# Holley in her little coat



## JillandDan (Sep 8, 2010)

Here is our little sweetie.


----------



## BamBam (Feb 14, 2010)

aww cute!


----------



## Kobi (Oct 26, 2010)

Haha it seems like my Vizsla always has one ear flipped back... maybe he's trying to be extra attentive  I see Holley has the same thing going on here!


----------



## JillandDan (Sep 8, 2010)

Thank you BamBam. 

Kobi,
She ends up with one ear flipped over many times. Sometimes she gets both which is so cute. Gotta love those big V ears.


----------



## Chilli monster (Sep 16, 2010)

she is really cute... reminds me my Chilli when she was Holley's age... not that long ago... little rascals age


----------



## Chestersmum (Jun 21, 2010)

Lovely coat! and doggy


----------



## JillandDan (Sep 8, 2010)

Chilli monster and Chestersmum,
Thank you very much. She is our little sweetheart. We fell in love with her white patch the first time we saw her.


----------



## Pineapple Princess (Nov 20, 2009)

The best is when you get the ear-flip-up combined with the "Elvis" upper-lip-caught-in-the-gum thing going on.


----------



## DarDog (Aug 15, 2010)

> "Elvis" upper-lip-caught-in-the-gum thing going on


Ahhh!

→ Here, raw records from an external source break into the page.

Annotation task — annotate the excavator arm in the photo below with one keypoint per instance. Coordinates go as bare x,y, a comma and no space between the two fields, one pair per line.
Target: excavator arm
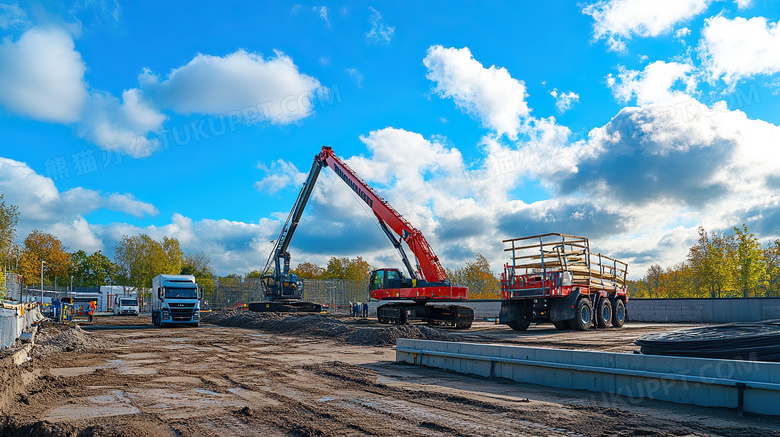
430,268
427,283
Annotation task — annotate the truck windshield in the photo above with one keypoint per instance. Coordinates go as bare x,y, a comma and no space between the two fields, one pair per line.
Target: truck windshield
181,293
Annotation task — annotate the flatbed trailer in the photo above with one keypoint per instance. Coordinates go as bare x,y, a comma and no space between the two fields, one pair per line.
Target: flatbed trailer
556,278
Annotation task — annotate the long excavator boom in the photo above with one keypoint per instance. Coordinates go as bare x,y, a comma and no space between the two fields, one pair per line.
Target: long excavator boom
429,266
428,282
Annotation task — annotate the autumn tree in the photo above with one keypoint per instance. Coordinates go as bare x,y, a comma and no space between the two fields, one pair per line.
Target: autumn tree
198,264
771,255
751,271
348,269
9,218
40,246
92,270
309,270
140,258
712,261
254,274
478,276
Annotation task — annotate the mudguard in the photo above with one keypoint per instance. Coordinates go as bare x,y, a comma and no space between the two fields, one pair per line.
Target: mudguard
512,310
564,308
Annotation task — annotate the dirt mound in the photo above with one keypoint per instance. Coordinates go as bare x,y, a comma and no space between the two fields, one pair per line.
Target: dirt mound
64,337
315,325
387,335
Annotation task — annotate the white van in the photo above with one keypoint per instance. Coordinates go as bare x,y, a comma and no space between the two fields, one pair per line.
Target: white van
126,305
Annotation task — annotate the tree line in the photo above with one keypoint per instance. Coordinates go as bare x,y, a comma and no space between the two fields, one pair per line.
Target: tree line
718,265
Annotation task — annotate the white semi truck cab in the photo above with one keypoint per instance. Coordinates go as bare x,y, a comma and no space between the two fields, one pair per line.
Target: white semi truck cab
175,300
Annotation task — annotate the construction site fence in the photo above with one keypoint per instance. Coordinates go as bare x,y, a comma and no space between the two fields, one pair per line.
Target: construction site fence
336,294
16,319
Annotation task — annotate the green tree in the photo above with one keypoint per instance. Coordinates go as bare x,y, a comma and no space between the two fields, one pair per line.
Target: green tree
478,276
771,255
174,255
92,270
254,274
9,218
348,269
140,258
750,263
198,264
42,246
713,262
309,270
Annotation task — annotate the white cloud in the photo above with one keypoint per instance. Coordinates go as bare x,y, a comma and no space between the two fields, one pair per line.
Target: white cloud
619,20
279,175
490,94
656,83
380,33
42,76
42,206
564,101
12,17
680,34
740,48
274,87
112,124
356,75
322,11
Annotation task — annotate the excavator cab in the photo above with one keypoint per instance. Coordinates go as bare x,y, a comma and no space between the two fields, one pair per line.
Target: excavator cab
387,278
289,287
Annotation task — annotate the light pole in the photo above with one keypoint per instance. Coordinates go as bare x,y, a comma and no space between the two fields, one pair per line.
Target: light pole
42,263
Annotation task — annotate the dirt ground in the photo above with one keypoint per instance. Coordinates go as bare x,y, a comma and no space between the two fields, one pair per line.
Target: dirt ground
122,376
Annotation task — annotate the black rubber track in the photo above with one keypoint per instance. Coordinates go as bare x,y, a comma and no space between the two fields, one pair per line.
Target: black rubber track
755,341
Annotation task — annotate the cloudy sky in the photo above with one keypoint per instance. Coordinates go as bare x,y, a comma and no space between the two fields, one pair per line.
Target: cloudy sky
629,122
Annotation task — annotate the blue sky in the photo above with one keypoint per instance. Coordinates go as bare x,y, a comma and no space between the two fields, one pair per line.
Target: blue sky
628,122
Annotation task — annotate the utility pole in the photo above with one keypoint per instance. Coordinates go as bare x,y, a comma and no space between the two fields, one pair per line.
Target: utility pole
42,263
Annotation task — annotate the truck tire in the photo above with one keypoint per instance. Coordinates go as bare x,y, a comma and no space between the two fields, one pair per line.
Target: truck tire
619,316
583,316
604,313
520,325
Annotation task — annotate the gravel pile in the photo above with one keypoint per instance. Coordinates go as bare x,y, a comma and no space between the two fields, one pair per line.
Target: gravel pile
55,337
315,325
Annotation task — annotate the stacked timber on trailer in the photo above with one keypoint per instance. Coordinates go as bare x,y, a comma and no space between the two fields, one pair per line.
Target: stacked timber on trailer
546,253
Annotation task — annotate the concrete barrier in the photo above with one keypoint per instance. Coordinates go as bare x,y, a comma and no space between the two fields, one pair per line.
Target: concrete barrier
743,385
703,310
16,319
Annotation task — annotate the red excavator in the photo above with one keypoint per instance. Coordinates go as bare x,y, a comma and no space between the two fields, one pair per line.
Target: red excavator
419,295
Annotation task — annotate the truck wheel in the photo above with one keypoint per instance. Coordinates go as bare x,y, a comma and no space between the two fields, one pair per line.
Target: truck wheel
604,313
583,316
619,318
520,325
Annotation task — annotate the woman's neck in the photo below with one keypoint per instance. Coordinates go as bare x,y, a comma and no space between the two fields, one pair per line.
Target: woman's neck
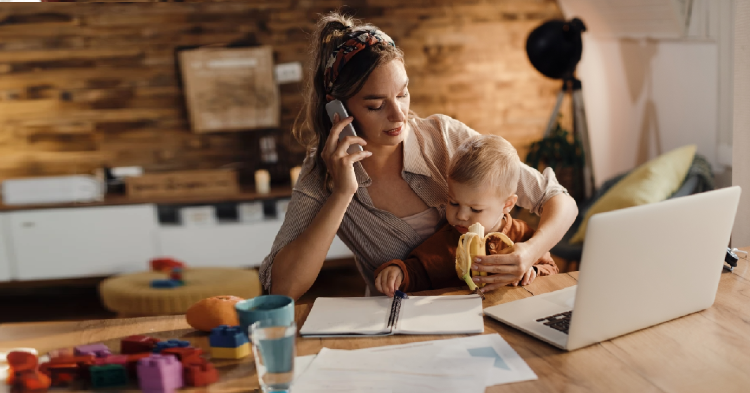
385,160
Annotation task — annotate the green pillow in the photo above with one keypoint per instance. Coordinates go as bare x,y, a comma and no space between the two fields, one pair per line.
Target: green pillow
651,182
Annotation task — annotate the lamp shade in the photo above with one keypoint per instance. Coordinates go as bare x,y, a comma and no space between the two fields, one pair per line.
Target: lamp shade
554,48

That is what we'll call it now


----------



## JillandDan (Sep 8, 2010)

She does that all the time as well. Haha.


----------



## labeda14 (Nov 14, 2009)

in our house, we affectionately call the flipped back ear "crazy ear"...because it usually means she was just doing something crazy! 

holley is beautiful


----------



## JillandDan (Sep 8, 2010)

Labeda14,
Haha. You are very right with calling it "crazy ear." Hers always end up that way when she gets into her bursts of running through the house.


----------



## Moose (Oct 2, 2010)

too cute! Moose gets the crazy ear too, and the elvis lip! always surrounding his insane energy bursts through the house! The kids LOVE getting him going, I hate how he wrecks my freshly vacuumed carpet! { he LOVES messing up vacuumed carpet with his nails!!!}

great coat!


----------